As for Dire Straits, they're awesome, especially when one is under the influence of certain hallucinates. There's something to be said about being able to SEE music. Mark Knopfler is a genius!

At 11:47 AM, Blogger Pete said...

When I cobbled together my list, I did it off the top of my head, and was afraid I was going to completely overlook someone.

The Police would be that band.

They absolutely belong up there. At No. 3, behind U2 and Dire Straits.

As for Huey Lewis & The News, he's a guilty pleasure of mine. Doesn't make the top five, but he rocked the '80s.

At 2:44 PM, Blogger Joependleton said...

SANDMAN: I'm gonna say Huey Lewis is better than Billy Joel. At least Huey knew when to go away.

Hey Pete, my guiltiest pleasure of the 80s is the Hooters. Nervous Night one of my favorite albums of the decade.

At 6:25 AM, Blogger SJPSandman said...

I'll assume the reason you named Huey Lewis better than Bill Joel is simply because you had a fight with Mrs P, or something, your're angry, frustrated and you just need to let off some steam by pissing someone else off.

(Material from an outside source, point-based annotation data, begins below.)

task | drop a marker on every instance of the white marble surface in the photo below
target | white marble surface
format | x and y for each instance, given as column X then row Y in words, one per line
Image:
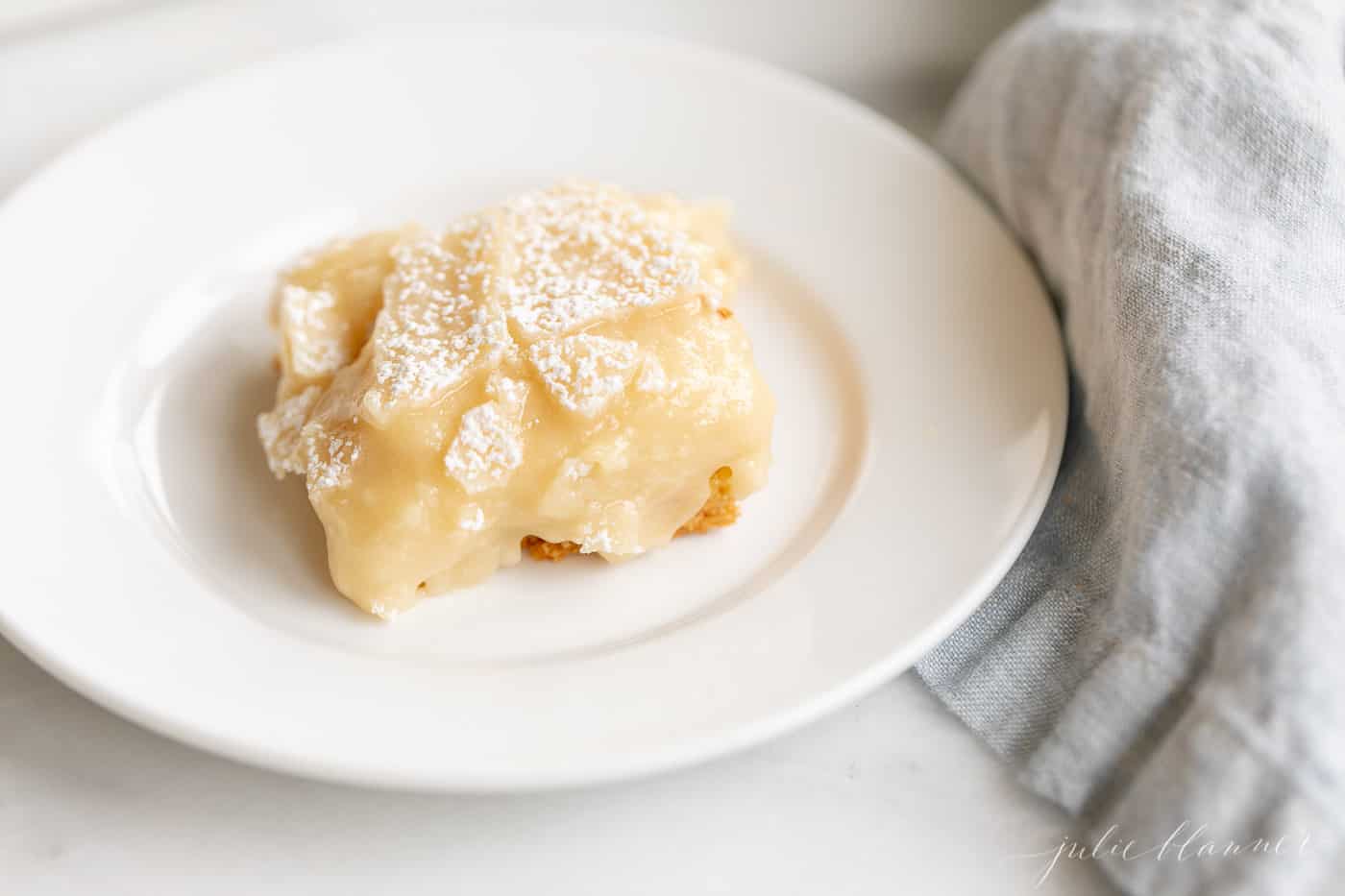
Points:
column 891, row 795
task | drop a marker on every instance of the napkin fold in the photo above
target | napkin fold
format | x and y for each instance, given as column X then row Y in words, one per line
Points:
column 1167, row 655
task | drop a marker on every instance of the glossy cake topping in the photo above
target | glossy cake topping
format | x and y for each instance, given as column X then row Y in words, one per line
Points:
column 562, row 366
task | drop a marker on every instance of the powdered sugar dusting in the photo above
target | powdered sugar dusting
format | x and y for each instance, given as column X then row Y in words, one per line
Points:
column 488, row 446
column 588, row 252
column 280, row 432
column 437, row 323
column 584, row 372
column 330, row 458
column 313, row 331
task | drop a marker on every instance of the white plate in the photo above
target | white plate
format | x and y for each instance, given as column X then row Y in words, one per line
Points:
column 161, row 572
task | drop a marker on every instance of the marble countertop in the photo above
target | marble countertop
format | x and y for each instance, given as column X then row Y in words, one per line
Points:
column 890, row 795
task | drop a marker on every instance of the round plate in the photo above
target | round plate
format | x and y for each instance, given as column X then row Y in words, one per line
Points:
column 165, row 574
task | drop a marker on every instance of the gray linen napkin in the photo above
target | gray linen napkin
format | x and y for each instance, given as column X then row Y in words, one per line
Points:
column 1170, row 646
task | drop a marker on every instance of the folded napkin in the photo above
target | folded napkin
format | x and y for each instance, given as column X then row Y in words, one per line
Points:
column 1170, row 646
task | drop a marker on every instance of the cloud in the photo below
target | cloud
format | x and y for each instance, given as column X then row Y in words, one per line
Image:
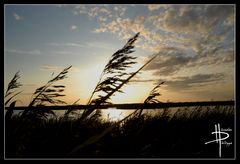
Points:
column 193, row 82
column 23, row 52
column 66, row 44
column 73, row 28
column 54, row 68
column 153, row 7
column 17, row 17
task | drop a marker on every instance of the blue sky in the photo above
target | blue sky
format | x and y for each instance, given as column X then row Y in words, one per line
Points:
column 195, row 44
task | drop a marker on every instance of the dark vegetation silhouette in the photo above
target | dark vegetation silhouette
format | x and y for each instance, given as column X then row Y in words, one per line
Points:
column 41, row 134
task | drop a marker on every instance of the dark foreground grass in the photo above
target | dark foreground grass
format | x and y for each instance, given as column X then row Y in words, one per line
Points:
column 182, row 135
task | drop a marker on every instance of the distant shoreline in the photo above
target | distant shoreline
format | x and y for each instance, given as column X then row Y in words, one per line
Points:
column 132, row 105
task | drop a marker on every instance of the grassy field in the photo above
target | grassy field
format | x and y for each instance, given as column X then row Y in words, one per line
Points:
column 181, row 135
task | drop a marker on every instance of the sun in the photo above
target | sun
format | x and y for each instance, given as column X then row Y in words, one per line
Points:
column 113, row 114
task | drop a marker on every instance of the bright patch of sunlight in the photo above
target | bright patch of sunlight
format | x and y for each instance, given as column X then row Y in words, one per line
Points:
column 114, row 114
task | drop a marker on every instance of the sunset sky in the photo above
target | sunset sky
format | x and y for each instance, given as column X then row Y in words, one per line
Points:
column 195, row 46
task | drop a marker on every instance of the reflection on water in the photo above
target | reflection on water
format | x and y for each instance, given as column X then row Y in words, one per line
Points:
column 113, row 114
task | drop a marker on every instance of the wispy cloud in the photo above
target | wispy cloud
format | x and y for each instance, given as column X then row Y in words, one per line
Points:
column 66, row 44
column 193, row 82
column 23, row 52
column 153, row 7
column 73, row 28
column 17, row 17
column 55, row 68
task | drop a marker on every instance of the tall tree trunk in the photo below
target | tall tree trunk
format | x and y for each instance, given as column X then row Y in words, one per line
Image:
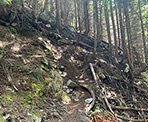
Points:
column 58, row 19
column 143, row 32
column 46, row 5
column 52, row 6
column 34, row 10
column 96, row 23
column 100, row 22
column 122, row 30
column 114, row 29
column 107, row 24
column 62, row 9
column 76, row 20
column 86, row 16
column 79, row 19
column 117, row 22
column 128, row 31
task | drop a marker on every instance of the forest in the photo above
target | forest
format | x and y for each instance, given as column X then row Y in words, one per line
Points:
column 73, row 60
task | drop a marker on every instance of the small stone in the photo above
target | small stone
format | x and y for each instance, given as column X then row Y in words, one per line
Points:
column 65, row 98
column 88, row 100
column 71, row 83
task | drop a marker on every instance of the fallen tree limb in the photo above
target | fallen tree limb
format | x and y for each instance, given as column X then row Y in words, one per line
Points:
column 129, row 108
column 131, row 120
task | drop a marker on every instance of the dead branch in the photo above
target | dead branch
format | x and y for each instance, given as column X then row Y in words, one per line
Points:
column 131, row 120
column 129, row 108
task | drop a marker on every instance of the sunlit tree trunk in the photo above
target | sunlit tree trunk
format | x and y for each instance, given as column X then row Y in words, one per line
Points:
column 86, row 16
column 114, row 29
column 117, row 22
column 122, row 30
column 58, row 19
column 128, row 31
column 52, row 6
column 34, row 10
column 107, row 24
column 143, row 32
column 46, row 5
column 76, row 20
column 79, row 19
column 96, row 23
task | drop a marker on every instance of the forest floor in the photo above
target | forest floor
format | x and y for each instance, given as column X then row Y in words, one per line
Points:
column 27, row 63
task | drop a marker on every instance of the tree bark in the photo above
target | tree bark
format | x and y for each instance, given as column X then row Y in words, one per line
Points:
column 76, row 20
column 117, row 22
column 58, row 19
column 107, row 24
column 121, row 27
column 114, row 30
column 79, row 19
column 128, row 31
column 143, row 32
column 96, row 24
column 86, row 16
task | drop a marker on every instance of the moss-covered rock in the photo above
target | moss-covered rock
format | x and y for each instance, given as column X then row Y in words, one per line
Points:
column 54, row 84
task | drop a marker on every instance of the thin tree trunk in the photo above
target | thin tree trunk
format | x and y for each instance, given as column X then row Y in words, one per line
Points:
column 114, row 29
column 107, row 24
column 76, row 20
column 86, row 16
column 52, row 6
column 46, row 5
column 34, row 10
column 100, row 22
column 143, row 33
column 96, row 23
column 128, row 31
column 58, row 22
column 121, row 27
column 79, row 19
column 117, row 22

My guilty pleasure of the 80s: Debbie Gibson

At 6:27 AM, Blogger SJPSandman said...

One more thing, be on the look out on My Two Cents sometime this weekend.
HUGE music-related blog coming

At 9:16 PM, Blogger Joependleton said...

Sandman: I honestly believe Huey is better than Billy Joel.

The cat had a string of huge hits, made great videos and when it was over, he didn't hang around. He went away.

You see, I really hate Billy Joel and think he stinks.

There are other acts which I hate (Pink Floyd, Bad Co.) but I don't think they suck.

As for my ultimate 80's guilty pleasure, there's no question it's Asia.

At 3:43 PM, Blogger Todd Cohen said...

You definitely need a Guilty Top 5.

I wonder if Golden Earring and Devo would make the top 5. Here's hoping Michael Jackson doesn't make the cut.

Whenever that kid pops up in a flick even my school kids rip him mercilessly.

At 4:11 PM, Blogger SJPSandman said...

How do you not like Pink Floyd and Bad Company?!
Just wait for my next blog

At 7:42 AM, Blogger Dan said...

Hadn't checked out your blog in a while and I see my name was mentioned.

Yes, Pete, your exclusion of the Pixies is shameful. The Pixies--not Nirvana--are ultimately responsible for ridding the world of that dreadful form of music known as hair metal. And for that, they must be forever worshipped.

Your list completely neglects the alternative movement of the 80s. Where's the Cure? Where are the Smiths? Husker Du? R.E.M.?

At least you threw the Replacements a bone.

Joe, I appreciate your mention of the Hooters. In 1985, they were just about the biggest thing in the Philadelphia area. Over 20 years later, tunes such as "And We Danced" and "Day by Day" remain relevant.